By Jano Tantongco
Around 1,200 people, some clergy, others educational and community leaders, and many of whom have been affected by opioid abuse, came out to St. Anthony’s High School last Wednesday for the first meeting of a “covenant” formed by local clergy to help tackle Long Island’s opioid epidemic.
“When the event began, there was a real energy in the room,” said Rev. Gideon Pollach, a rector at St. John’s Church in Cold Spring Harbor, and one of the clergy leaders behind Long Island Covenant to End the Opioid Epidemic.
The ongoing project was started by clergy members who were distraught at being the last in the chain of the treatment process, so they decided to take a more proactive approach. Last week’s event was meant to establish a community agreement that addresses the opioid epidemic.
Pollach said that the testimonials and stories told at the event helped spur an excitement to commit to ending the epidemic.
He said there were two parallel initiatives that would be undertaken.
First, 23 congregations of churches and synagogues are starting “listening campaigns” to listen to and gather the stories of how their members have been touched by the ravages of opioid addiction. Also, volunteers will be identified throughout the congregations to help others in times of mental health crises.
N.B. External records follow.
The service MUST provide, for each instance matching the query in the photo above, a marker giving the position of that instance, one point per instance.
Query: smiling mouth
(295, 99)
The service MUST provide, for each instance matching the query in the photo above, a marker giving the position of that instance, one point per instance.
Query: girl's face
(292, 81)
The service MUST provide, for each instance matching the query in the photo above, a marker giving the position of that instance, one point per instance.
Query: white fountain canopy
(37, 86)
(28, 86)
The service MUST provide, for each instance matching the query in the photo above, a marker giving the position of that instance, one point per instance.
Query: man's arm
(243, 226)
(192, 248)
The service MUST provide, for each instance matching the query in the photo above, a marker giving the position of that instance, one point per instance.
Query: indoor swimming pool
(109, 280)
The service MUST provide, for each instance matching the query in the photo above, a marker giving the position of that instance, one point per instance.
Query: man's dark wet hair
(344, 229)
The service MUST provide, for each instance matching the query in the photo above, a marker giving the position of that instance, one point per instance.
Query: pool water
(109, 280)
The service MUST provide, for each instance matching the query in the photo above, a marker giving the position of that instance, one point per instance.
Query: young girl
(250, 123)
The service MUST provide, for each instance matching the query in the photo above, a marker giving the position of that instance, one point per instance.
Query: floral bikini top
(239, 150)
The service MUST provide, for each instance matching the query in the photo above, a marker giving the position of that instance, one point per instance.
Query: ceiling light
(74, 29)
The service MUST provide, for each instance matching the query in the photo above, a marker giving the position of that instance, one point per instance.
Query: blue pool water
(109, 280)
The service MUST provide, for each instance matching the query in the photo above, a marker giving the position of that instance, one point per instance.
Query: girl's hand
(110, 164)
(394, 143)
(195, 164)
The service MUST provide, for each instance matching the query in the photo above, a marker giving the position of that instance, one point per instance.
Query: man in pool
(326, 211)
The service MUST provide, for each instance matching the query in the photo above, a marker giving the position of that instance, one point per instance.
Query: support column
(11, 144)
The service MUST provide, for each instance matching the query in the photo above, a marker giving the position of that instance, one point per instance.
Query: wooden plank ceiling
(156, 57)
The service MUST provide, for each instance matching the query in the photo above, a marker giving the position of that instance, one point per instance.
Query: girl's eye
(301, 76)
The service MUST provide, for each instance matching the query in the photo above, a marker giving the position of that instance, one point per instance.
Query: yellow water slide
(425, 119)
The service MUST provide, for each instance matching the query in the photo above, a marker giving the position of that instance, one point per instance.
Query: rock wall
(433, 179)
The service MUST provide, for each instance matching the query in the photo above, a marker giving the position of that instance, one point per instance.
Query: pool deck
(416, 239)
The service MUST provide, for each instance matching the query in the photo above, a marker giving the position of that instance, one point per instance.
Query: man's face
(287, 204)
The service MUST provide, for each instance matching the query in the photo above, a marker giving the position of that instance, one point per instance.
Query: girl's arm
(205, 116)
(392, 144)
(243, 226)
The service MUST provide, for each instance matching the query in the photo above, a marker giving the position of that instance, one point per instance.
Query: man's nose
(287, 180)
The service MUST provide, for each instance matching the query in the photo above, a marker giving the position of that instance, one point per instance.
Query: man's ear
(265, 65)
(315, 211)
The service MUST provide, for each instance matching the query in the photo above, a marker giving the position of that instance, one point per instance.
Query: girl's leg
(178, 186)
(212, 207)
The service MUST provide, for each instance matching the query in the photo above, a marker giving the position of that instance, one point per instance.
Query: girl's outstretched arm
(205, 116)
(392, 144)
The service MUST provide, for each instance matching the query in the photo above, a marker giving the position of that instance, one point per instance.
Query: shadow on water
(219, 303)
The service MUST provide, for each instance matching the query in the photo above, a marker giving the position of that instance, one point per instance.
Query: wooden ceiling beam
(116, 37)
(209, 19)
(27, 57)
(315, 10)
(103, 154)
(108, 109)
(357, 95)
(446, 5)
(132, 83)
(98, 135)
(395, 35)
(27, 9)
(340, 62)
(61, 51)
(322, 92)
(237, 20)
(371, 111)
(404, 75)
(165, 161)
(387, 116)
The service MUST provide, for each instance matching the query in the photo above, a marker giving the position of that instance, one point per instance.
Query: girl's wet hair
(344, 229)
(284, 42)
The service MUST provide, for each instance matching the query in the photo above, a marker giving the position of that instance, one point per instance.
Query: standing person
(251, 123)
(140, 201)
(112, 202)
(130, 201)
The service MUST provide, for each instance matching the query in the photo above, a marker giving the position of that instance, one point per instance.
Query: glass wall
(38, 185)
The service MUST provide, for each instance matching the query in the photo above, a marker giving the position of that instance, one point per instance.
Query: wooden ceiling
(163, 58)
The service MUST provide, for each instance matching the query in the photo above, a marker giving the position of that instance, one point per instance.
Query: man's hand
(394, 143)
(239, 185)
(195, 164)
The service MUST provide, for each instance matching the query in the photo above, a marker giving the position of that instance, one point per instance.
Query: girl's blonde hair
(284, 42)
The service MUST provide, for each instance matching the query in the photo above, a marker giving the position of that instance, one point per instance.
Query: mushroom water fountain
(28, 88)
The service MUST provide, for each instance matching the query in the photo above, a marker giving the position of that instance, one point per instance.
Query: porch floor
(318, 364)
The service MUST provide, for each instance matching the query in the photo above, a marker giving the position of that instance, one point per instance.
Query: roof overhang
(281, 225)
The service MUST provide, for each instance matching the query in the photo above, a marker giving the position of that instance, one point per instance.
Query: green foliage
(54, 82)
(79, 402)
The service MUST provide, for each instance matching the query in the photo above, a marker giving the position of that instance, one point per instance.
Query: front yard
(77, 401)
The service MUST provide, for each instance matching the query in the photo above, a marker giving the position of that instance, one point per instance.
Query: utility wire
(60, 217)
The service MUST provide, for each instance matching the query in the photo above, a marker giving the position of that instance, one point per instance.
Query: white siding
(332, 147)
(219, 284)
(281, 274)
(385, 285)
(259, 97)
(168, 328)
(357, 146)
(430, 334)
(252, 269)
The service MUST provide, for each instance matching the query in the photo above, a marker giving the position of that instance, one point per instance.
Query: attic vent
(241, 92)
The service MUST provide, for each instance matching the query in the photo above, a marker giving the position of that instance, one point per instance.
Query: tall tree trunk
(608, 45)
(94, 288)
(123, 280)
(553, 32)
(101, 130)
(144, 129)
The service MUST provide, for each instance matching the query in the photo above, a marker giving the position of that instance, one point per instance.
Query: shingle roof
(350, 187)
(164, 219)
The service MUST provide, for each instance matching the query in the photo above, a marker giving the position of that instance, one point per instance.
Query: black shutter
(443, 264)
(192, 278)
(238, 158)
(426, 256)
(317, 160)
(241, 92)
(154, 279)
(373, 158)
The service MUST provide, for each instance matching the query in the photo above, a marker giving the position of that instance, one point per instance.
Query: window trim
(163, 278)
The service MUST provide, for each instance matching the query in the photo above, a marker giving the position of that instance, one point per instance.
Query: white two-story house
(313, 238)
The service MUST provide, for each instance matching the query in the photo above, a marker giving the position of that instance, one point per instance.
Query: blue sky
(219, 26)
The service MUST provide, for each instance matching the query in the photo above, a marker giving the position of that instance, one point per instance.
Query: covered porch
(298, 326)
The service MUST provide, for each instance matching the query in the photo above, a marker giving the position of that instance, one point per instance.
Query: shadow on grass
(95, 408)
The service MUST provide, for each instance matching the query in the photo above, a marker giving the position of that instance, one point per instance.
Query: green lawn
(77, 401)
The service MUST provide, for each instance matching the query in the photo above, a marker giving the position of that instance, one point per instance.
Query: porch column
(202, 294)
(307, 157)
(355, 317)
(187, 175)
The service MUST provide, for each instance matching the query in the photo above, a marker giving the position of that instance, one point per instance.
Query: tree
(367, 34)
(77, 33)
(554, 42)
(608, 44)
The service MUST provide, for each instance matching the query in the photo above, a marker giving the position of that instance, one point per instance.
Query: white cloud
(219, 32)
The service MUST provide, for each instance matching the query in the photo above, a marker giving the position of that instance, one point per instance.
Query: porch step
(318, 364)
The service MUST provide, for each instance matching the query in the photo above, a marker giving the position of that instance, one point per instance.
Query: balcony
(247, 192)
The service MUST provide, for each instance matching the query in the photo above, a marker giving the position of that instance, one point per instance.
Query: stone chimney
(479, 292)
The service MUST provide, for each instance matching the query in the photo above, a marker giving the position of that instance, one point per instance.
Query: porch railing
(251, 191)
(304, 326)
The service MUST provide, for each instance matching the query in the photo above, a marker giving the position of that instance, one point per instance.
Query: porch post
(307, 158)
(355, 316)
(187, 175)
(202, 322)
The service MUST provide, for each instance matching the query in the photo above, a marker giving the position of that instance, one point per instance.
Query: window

The second initiative involves a broad campaign among school districts to encourage prevention while bolstering peer-to-peer support for those who are affected by addiction in some way.
M.J. Fitzgerald, district governor of Rotary International, attended the event, which she called “amazing.”
“We know the battle will be long and difficult but we all have to continue to work together and merge our efforts to be effective,” she said.
She added that figures like superintendents, principals, counselors and Suffolk Police Commissioner Timothy Sini were on hand to make firm commitments to combat the “deadly scourge.”
Suffolk has gained the notorious distinction in recent years as the leading county for opioid overdose deaths in New York State. In 2016, there were 303 deaths attributed to opioid overdoses, with 14 so far this year as of April 1, according to the Suffolk County’s Medical Examiner’s office.
At the covenant’s next major event on Oct. 26, members will converge once again to check in on their progress in their projects. The location of the meeting had not yet been set as of deadline Wednesday.
Locally, St. John’s Church will welcome experts Dr. Leslie Merino and Lloyd Federer, faculty members at Columbia University, to speak on research and support for mental health and addiction on May 15, 7:30 p.m.